A research team from the University of Birmingham has employed a ground-based telescope to observe an exoplanet called ‘Kepler-16b.’
What is Kepler-16b?
Kepler-16b is an exoplanet that, up until now, has only been detected utilising the Kepler space telescope.
The planet orbits around two stars, with the two orbits also orbiting one another, forming a binary star system. Kepler-16b is located approximately 245 light years from Earth and would have two sunsets if you could stand on its surface.
Dr Alexandre Santerne, from the University of Marseille, and a collaborator on the research said: “Kepler-16b was first discovered 10 years ago by NASA’s Kepler satellite using the transit method. This system was the most unexpected discovery made by Kepler. We chose to turn our telescope and recover Kepler-16 to demonstrate the validity of our radial-velocity methods.”
How did scientists detect this with the ground-based telescope?
The ground-based telescope—which is approximately 193cm— utilised in this new observation is based at the Observatoire de Haute-Provence, in France.
Researchers were able to detect the planet by employing the radial velocity method, which means that astronomers observed a change in the velocity of a star as a planet orbits around it.
The detection of Kepler-16b using the ground-based telescope and the radial velocity method is considered a significant development in the scientific community. This is because it represents an important demonstration that it is possible to detect circumbinary planets using more traditional methods, at greater efficiency and lower cost than by using spacecrafts.
Additionally, researchers consider the radial velocity method as the most beneficial due to the additional factors that this method allows scientists to observe such as, the opportunity to detect additional planets in a system, and the ability to measure the mass of a planet.
What do scientists intend to do with this discovery?
Having demonstrated the successful method in observing Kepler-16b, researchers plan to search for previously unknown circumbinary planets, with the ground-based telescope, and help answer questions about how planets are formed.
Typically, planet formation is thought to take place within a protoplanetary disc, which is a mass of dust and gas which surrounds a young star. However, this process may not be possible within a circumbinary system.
Professor Amaury Triaud, from the University of Birmingham, who led the team, explained: “Using this standard explanation it is difficult to understand how circumbinary planets can exist.

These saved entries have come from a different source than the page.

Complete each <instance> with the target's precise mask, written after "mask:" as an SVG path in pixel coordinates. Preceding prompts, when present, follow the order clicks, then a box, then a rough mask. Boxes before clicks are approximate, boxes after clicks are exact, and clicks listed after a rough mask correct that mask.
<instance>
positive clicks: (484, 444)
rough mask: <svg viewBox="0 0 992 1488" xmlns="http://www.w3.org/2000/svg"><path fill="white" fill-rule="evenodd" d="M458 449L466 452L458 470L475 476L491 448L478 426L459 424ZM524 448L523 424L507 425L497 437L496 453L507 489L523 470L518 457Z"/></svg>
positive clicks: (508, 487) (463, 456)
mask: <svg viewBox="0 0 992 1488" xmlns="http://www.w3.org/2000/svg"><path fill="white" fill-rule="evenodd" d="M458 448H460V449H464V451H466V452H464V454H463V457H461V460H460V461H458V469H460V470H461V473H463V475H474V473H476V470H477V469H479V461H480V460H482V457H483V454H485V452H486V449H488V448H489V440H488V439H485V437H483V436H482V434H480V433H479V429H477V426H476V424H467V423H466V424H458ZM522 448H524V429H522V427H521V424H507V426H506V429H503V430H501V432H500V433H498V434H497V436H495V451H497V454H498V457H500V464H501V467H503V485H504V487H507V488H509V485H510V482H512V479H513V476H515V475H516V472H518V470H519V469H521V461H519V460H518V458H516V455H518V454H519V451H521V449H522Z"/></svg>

That’s because the presence of two stars interferes with the protoplanetary disc, and this prevents dust from agglomerating into planets, a process called accretion.
“The planet may have formed far from the two stars, where their influence is weaker, and then moved inwards in a process called disc-driven migration – or, alternatively, we may find we need to revise our understanding of the process of planetary accretion.”
Dr David Martin, from the Ohio State University (USA), and contributed to the discovery, noted “Circumbinary planets provide one of the clearest clues that disc-driven migration is a viable process, and that it happens regularly.”
Dr Isabelle Boisse, from the University of Marseille, and the scientist in charge of the SOPHIE telescope that was utilised to collect the data, concluded: “Our discovery shows how ground-based telescopes remain entirely relevant to modern exoplanet research and can be used for exciting new projects. Having shown we can detect Kepler-16b, we will now analyse data taken on many other binary star systems, and search for new circumbinary planets.”